Formation Process of Magnesium Aluminate due to Solid-State Reaction of Highly-Dispersed and Nanometer-Sized Particles

摘要

The formation process of magnesium aluminate (MgAl_2O_4) due to the solid-state reaction of highly-dispersed and nanometer-sized aluminum and magnesium compounds has been examined by high-temperature X-ray diffractometry (HT-XRD), synchrotron radiation diffractometry (SRD) and X-ray photoelectron spectroscopy (XPS). The starting compounds were alpha- and gamma -aluminum oxide (alpha and gamma-Al_2O_3; primary particle sizes, 105 and 31.6 nm, respectively) as aluminum sources, and magnesium oxide (MgO; 41.3 nm) and magnesium hydroxide (Mg(OH)_2; 61.1 nm) as magnesium sources. Through the combination of these compounds, four powder mixtures were prepared, namely, (i) alpha-Al_2O_3 and MgO, (ii) gamma-Al_2O_3 and MgO, (iii) alpha-Al_2O_3 and Mg(OH)_2, and (iv) gamma-Al_2O_3 and Mg(OH)_2. Phase change investigation during the heating of these mixtures indicated that the formation of MgAl_2O_4 due to the reaction of gamma-Al_2O_3 with Mg (OH)_2 was faster when compared to the other combinations; almost single phase of MgAl_2O_4 could be obtained when this mixture was heated at 1200 deg C for 1 h.
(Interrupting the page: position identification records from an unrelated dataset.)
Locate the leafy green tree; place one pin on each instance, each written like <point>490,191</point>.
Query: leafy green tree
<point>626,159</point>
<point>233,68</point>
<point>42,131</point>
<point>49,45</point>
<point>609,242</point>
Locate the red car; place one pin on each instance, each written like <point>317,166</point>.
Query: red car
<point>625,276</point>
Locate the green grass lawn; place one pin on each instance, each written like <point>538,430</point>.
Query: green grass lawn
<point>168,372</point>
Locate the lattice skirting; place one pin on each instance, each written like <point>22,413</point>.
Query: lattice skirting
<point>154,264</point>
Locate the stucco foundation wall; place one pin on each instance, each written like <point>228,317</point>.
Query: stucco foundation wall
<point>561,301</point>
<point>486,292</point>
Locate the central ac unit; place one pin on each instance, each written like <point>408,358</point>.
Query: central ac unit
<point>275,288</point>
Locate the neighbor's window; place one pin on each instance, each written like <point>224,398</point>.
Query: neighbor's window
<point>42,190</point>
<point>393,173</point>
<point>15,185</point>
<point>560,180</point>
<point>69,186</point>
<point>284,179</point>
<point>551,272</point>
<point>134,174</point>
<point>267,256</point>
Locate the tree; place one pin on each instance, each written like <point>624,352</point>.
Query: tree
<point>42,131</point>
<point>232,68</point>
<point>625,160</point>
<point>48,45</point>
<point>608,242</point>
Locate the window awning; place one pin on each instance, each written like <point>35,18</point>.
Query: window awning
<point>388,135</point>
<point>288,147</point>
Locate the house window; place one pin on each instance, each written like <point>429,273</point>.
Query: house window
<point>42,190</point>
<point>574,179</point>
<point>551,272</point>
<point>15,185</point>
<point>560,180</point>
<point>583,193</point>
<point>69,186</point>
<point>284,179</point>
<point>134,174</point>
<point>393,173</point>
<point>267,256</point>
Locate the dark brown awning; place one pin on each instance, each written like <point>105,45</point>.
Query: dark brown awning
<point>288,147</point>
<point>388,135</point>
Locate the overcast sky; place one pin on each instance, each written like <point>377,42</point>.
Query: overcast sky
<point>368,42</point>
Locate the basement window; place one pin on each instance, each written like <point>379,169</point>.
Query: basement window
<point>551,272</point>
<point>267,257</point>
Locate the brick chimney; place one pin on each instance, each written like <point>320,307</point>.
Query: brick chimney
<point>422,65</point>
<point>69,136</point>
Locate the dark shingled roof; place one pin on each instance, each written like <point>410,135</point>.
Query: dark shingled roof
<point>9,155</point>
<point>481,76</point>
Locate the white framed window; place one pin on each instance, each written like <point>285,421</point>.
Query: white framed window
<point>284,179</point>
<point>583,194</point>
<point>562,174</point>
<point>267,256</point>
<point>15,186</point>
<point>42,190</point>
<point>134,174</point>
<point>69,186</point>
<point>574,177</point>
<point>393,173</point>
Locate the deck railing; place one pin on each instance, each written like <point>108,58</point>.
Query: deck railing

More detailed investigation on the formation process of MgAl_2O_4 was conducted using the precursor mixture of gamma-Al_2O_3 and Mg(OH)_2 heat-treated at 800 deg C for 1 h. The data obtained from SRD and XPS suggested that small amounts of MgAl_2O_4 and alpha-Al_2O_3, together with gamma-Al_2O_3 and MgO, were present in this precursor. The formation of MgAl_2O_4 due to the reaction of gamma-Al_2O_3 with Mg(OH)_2 was found to occur readily due to active mass transfer as a result of the very small primary particle and agglomerate sizes.